By day three I had adapted to what I’d once regarded as a hostile environment. I felt confident enough to enjoy setting out on my own to take short hikes in the morning and evening. I even developed an affection for lechuguilla and sotol, succulents that flourish all over the ranch and the entire Big Bend. Sotol I already knew as the main ingredient of the local version of fermented white lightning; drink enough and you’ll have visions of snakes crawling up your ankle. My familiarity with lechuguilla had heretofore been limited to a couple of unplanned encounters with its hooklike spiny tips, which are loaded with an exceptionally irritating toxin. My attitude toward both changed after snacking on lechuguilla and sotol hearts. The day before, we had dug several fire pits, into which we’d tossed whole uprooted sotol and lechuguilla, then covered them with leaves and dirt to be slow-cooked for 24 hours or more. The method, one that desert peoples have employed for several thousand years, effectively cooks out harmful alkaloids found in both plants.

The results were impressive. Roasted chicken, which was cooked during the last hour of the process, was tender and juicy. I thought the consistency and the texture of both succulents resembled an artichoke heart, while their smoky, nutty taste reminded me of a sweet potato. They were flavorful and unusual enough to rate as a double-digit side dish at Star Canyon, Cafe Annie, or Biga—or so it seemed to me, out there in the desert.

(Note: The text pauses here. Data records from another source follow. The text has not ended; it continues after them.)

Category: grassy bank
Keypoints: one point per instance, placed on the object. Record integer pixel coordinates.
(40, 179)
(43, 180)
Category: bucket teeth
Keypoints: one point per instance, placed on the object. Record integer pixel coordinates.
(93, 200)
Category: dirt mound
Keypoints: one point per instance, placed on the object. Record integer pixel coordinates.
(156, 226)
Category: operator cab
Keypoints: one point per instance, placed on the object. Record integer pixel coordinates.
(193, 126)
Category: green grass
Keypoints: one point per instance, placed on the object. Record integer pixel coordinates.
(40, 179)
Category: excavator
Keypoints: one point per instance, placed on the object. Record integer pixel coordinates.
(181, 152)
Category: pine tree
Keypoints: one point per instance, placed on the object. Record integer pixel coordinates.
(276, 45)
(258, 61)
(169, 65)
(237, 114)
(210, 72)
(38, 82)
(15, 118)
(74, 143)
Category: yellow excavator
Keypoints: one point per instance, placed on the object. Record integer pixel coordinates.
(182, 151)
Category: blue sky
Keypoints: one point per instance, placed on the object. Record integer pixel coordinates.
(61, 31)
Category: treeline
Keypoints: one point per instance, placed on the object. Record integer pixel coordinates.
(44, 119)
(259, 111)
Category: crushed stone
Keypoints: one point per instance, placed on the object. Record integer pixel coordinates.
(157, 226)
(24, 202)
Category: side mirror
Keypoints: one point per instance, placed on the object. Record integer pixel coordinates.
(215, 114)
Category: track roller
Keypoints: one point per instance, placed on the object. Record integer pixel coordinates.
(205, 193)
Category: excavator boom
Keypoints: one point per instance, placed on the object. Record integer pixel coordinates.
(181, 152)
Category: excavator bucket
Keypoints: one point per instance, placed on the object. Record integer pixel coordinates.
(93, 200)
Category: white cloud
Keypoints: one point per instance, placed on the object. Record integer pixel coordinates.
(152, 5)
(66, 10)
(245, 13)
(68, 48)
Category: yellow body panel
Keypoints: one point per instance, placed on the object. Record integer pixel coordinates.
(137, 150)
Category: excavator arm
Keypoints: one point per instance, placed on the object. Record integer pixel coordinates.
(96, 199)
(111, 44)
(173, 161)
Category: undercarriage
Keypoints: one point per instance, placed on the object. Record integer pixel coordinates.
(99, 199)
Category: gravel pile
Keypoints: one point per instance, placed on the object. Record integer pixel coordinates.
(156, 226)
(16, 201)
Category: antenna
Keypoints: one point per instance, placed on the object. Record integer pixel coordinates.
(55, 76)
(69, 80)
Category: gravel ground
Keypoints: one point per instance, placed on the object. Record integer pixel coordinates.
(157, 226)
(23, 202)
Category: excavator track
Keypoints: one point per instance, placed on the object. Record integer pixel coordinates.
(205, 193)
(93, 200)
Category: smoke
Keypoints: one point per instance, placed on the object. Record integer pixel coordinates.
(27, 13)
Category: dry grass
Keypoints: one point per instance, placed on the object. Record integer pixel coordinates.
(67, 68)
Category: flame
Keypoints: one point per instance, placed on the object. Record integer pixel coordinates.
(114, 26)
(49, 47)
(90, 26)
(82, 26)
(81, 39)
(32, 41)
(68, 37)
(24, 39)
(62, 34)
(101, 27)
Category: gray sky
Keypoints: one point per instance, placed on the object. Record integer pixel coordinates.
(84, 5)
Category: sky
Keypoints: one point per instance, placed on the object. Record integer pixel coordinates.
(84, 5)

Some of the others weren’t so sure. “Y’all must be getting better pieces than I am,” said Windell from Houston, stepping aside to spit out the lechuguilla heart he’d been chewing. Later Windell admitted that he was still in a transitional phase when it came to embracing the desert. “It takes you a while to get accustomed to being out here,” he said. He shushed us and motioned for us to listen. “Hear that bird? When I first heard it a few minutes ago, I thought it was a beeper.”

For three days the band Cake’s determinedly blasé version of Gloria Gaynor’s “I Will Survive” played over and over in my head like a mantra. Now, at the end of the workshop, it finally had some meaning. I knew how to obtain food and tools from the plants of the desert. I could get my bearings, produce water, start a fire, build a shelter, and even make a needle and thread from a lechuguilla stalk.

I wouldn’t panic if the engine suddenly died or a tire went flat while I was driving on a back road in the middle of nowhere. If I suddenly felt a toothache coming on (you can never tell out in the desert), I was prepared to look for leatherstem, or sangregrado, as it is called in Spanish, to break off a piece and rub the red sap on my gums to numb the pain. I knew too that leatherstem is an effective astringent that can soothe cuts and scrapes, although it can eat holes in cloth. The song continued to play in my head as I approached the ranch gate, unlocked it, drove through, and relocked it. The summer sun beat down on me, and I could feel sweat break out on my forehead. It felt good. I hummed to myself, “I will survive.”